La vedi sfilare in pista che va una bellezza, in questo suo rosso matto opaco arancio nero che ci manca un po’ di blu per avere i Power Ranger e la ammiri assuefatto nella tenuta di strada, nei cambi di direzione (circostanza sottolineata ancora di più da chi era a bordo pista), nell’affidabilità. Chilometri, a iosa. Tempi sul giro illuminanti, un martello.
La SF90 è un capolavoro di auto, è già consistente, pronta. La facce degli uomini in rosso sono distese, addirittura Sebastian Vettel è tornato a sorridere! E già perché il tedesco ha vissuto un 2018 talmente difficile, tra errori di guida e poca serenità nel team, che si era adombrato e rattristato nonostante il cospicuo stipendio che percepisce.
La Ferrari varata da Binotto, insomma, sembra essere tornata un’entità che lavora all’unisono, armoniosa, melodicamente protesa a raggiungere l’Obiettivo massimo danzando sinuosa tra i cordoli. Con due piloti, poi, che sembrano davvero in palla. Entrambi nei primi due giorni di test hanno percorso quasi la distanza di tre GP di Barcellona a testa, e c’è da scommettere che la Ferrari continuerà a dettare il passo ed impressionare anche nei prossimi giorni di prove collettive.
Addirittura Sebastian Vettel, al pronti via di questa annata che si annuncia frizzantina, si è sbilanciato dimostrandosi entusiasta e felice dopo i primi km, affermando che non poteva esserci debutto migliore per la neonata monoposto. In più – e qui scivoliamo sul lato tecnico – sempre a leggere i social, ormai ufficio di collocamento delle più geniali menti aerodinamiche in rampa di lancio, pare che quell’ala anteriore di filosofia opposta a Mercerdes, ovvero con i profili spuntati ai lati per indirizzare in modo radicalmente diverso i flussi di aria verso le gomme, sia concetto indovinato e perfettamente funzionante.

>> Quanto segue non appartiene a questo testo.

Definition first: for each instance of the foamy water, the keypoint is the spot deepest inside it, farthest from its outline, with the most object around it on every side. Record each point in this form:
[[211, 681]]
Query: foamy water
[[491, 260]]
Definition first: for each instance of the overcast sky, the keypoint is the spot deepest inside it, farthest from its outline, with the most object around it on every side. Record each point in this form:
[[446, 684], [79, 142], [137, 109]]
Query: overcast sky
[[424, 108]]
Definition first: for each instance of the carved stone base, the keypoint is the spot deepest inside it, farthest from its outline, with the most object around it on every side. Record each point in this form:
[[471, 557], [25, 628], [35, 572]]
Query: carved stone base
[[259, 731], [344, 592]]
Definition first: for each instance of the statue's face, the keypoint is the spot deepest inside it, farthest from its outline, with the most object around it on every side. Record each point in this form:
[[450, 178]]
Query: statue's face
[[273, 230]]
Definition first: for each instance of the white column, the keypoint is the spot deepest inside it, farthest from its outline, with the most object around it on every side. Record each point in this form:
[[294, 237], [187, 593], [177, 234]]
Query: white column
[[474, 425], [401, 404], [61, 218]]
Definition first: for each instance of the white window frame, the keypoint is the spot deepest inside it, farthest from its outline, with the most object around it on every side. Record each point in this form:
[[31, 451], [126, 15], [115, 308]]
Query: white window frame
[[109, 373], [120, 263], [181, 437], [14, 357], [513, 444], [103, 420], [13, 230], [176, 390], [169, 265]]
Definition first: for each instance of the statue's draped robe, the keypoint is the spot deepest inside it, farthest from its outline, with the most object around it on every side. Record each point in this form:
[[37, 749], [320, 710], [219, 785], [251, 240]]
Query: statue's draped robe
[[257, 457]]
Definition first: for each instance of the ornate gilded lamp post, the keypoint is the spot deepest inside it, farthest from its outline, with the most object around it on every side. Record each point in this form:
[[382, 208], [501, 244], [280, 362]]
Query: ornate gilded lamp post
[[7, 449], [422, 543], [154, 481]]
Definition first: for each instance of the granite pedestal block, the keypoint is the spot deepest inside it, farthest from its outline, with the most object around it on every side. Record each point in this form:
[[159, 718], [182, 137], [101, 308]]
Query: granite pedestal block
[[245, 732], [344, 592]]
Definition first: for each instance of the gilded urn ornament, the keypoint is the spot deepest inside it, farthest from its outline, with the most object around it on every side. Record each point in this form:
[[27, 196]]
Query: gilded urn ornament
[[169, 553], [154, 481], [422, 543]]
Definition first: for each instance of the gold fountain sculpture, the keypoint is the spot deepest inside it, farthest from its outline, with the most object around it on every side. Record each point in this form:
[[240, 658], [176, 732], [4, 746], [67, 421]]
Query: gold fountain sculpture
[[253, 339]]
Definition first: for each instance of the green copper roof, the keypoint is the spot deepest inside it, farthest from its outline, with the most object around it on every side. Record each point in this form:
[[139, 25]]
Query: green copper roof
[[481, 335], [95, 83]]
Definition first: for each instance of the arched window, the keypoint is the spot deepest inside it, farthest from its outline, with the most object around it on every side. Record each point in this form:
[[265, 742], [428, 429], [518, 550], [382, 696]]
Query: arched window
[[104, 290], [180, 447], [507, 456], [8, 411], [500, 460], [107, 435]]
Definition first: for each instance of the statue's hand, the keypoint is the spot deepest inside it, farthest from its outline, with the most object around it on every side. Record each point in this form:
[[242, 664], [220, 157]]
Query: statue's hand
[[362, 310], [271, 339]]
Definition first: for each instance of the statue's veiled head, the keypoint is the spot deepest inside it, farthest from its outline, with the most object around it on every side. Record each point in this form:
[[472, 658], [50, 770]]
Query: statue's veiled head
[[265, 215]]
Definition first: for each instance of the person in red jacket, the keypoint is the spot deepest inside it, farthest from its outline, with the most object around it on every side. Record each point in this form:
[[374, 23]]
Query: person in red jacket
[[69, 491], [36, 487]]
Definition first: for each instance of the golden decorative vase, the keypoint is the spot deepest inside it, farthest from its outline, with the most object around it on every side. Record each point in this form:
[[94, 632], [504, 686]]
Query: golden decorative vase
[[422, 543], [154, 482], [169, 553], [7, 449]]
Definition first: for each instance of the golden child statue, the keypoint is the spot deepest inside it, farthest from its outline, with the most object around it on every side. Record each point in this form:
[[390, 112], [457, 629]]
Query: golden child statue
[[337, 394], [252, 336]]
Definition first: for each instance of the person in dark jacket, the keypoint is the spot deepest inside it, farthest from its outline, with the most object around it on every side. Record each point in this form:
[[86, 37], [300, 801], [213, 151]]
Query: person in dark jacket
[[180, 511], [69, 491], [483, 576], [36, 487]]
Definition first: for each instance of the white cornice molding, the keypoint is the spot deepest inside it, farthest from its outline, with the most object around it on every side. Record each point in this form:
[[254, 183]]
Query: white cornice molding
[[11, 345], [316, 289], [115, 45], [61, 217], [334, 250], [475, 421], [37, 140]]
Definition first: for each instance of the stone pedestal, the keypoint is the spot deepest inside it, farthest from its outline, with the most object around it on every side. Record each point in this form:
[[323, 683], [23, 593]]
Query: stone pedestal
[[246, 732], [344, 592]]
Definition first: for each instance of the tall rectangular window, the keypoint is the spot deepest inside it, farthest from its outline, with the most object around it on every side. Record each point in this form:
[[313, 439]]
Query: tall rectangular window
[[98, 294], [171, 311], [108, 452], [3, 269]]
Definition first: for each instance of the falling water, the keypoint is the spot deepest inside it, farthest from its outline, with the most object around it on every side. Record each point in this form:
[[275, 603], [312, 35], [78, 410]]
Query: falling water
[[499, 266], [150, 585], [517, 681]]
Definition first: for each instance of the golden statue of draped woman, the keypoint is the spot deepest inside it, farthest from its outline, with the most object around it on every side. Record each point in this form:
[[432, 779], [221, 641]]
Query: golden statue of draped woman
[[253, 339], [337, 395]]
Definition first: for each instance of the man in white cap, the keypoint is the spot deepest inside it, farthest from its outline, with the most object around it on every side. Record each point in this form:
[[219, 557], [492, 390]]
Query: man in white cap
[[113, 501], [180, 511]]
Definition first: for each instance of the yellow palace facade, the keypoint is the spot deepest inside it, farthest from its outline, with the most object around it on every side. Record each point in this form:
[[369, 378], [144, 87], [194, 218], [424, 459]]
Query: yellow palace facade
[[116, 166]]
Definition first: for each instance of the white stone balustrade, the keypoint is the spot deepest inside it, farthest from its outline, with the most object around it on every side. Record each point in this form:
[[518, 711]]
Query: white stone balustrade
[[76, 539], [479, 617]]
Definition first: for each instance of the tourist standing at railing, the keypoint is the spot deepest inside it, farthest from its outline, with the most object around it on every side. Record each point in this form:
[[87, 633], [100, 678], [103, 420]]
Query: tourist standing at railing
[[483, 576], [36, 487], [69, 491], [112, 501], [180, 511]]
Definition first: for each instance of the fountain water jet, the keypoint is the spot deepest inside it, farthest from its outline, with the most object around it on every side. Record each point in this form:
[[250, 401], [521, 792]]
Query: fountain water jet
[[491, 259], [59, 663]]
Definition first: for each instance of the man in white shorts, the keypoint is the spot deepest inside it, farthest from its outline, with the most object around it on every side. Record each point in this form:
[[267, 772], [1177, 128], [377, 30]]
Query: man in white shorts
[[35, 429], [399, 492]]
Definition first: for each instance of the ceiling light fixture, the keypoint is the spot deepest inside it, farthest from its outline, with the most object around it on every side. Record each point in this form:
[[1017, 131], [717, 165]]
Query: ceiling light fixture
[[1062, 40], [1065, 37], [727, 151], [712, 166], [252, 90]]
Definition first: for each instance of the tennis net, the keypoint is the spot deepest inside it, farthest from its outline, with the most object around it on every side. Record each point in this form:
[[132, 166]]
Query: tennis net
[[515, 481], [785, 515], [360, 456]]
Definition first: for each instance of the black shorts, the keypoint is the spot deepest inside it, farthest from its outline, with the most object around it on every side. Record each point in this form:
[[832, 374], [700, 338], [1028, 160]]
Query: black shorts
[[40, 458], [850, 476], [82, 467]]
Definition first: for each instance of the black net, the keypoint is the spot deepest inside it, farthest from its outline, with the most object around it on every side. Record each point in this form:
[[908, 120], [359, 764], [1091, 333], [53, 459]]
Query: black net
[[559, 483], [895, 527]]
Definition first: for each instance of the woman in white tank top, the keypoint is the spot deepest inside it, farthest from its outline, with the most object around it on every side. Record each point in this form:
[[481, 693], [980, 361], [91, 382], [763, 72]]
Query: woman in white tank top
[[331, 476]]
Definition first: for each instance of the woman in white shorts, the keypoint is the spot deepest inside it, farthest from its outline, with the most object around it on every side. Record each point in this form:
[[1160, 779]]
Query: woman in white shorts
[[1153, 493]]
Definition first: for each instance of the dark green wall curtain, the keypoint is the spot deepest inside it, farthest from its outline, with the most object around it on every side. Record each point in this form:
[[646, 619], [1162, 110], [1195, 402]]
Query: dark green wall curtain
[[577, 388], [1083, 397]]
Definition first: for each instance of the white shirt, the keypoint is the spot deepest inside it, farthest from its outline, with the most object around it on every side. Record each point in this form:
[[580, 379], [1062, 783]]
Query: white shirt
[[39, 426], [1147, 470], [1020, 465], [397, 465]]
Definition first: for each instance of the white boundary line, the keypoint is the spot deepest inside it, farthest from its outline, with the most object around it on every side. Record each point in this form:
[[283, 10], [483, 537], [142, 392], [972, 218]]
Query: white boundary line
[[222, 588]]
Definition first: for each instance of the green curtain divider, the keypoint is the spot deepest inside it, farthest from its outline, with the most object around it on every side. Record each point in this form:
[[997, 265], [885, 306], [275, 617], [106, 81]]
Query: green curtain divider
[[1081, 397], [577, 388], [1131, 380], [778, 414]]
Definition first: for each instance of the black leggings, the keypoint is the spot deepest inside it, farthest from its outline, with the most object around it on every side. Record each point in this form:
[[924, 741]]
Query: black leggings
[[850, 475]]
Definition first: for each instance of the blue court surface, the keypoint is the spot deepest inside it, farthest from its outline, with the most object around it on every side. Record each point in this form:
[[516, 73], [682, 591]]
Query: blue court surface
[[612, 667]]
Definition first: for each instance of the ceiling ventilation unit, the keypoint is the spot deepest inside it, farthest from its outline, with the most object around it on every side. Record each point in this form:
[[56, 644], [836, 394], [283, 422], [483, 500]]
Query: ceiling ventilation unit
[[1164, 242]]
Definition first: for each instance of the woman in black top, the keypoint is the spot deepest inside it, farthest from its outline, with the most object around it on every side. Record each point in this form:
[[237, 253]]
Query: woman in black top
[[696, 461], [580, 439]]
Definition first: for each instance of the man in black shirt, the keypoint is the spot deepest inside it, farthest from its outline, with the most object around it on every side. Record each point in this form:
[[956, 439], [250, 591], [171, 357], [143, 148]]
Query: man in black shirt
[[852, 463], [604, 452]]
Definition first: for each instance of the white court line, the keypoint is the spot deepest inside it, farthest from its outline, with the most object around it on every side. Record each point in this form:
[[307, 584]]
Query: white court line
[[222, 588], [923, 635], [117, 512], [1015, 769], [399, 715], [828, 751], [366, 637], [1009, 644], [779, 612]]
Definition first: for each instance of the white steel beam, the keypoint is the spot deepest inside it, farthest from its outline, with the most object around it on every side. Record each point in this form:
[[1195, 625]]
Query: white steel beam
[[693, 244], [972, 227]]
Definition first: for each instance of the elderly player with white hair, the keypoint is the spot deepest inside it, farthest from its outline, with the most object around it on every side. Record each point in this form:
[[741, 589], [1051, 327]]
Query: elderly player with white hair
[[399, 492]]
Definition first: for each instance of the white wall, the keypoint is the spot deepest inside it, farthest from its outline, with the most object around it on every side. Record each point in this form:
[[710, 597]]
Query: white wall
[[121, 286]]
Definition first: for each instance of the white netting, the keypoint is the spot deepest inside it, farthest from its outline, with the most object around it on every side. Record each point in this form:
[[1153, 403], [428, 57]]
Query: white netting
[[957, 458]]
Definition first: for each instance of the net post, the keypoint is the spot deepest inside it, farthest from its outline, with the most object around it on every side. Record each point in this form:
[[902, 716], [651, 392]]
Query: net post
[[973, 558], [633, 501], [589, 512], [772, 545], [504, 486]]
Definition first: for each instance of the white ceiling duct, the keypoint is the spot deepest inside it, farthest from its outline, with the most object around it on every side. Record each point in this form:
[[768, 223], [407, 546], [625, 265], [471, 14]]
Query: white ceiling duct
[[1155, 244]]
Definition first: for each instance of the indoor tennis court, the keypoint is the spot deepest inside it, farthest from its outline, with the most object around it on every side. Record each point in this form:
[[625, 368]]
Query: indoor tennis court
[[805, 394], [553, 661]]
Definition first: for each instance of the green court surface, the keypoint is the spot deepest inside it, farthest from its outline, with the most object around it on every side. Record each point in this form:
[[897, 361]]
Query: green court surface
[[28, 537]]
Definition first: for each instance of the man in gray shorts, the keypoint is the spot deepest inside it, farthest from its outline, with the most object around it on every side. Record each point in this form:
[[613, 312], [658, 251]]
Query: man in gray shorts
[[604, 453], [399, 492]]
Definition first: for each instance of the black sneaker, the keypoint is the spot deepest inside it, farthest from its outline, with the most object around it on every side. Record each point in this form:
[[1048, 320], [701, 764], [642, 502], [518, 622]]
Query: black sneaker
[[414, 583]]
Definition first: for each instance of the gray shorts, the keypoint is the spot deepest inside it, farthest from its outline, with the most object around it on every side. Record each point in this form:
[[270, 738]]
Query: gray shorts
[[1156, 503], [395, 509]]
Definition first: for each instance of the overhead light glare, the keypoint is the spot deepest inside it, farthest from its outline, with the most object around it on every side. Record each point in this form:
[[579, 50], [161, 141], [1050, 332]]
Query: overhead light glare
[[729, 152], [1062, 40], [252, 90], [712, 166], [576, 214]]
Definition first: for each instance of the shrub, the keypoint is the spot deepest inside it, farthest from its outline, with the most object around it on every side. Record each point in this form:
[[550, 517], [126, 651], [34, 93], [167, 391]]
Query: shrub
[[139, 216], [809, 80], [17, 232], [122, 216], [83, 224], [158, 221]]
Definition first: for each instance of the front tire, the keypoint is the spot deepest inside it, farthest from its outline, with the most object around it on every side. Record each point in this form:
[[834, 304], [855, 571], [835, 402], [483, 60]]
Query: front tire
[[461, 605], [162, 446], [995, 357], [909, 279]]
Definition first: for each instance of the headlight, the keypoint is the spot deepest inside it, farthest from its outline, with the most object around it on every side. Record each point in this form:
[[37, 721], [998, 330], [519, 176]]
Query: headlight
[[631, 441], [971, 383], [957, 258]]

A tal punto che Mercedes e Red Bull avrebbero già pensato di riprogettare mezza monoposto per adeguarsi alla regina SF90. Tutto favoloso. Ma…
Ma di cosa parliamo? Di prove, della stessa Ferrari che ha impressionato nei test invernali anche nel 2017 e nel 2018? Della Mercedes sorniona che nemmeno cerca il tempo e sembra aver studiato il metodo Stanislavskij per come si immedesima puntualmente nella parte della squadra normale, presa un po’ in contropiede dal Rivale Rosso, quasi spiazzata e spaurita, per poi fottere tutti alla grande quando il gioco si fa serio? Essì perché se c’è una cosa che le ultime due stagioni hanno insegnato è che questi mondiali sono lunghissimi, fatti di tre se non quattro fasi, e che vince chi è il migliore durante tutto l’anno, soprattutto nella gestione delle gare, nelle strategie, e nello sviluppo. La Ferrari potrà anche laurearsi campione di inverno per la terza volta consecutiva, noi staremo al gioco e la magnificheremo, sublimando lo spirito italico e aspettando la grande vittoria. Magari sarà davvero così, ma ad occhio e croce, è una storia già vista. Ed è finita spesso male.
Impressionatemi, stampatemi giri record, violentate l’asfalto catalano con la rosso-nera più bella e competitiva di sempre. Applaudirò, in fondo in fondo spererò e soprattutto apprezzerò il grande lavoro svolto e il grande entusiasmo che si percepisce. Ma stavolta non ci casco. Mi siedo e aspetto, paziente, di vedere consistenza in gara e velocità, strategie, unità di intenti, sviluppi sviluppi sviluppi. Riusciti. Perché a cavallo dell’estate non bisogna puntualmente andare in crisi, perché per vincere il mondiale non bastano quattro pole nelle prime sette gare, il 2018 è lì che scruta, osserva, ammonisce.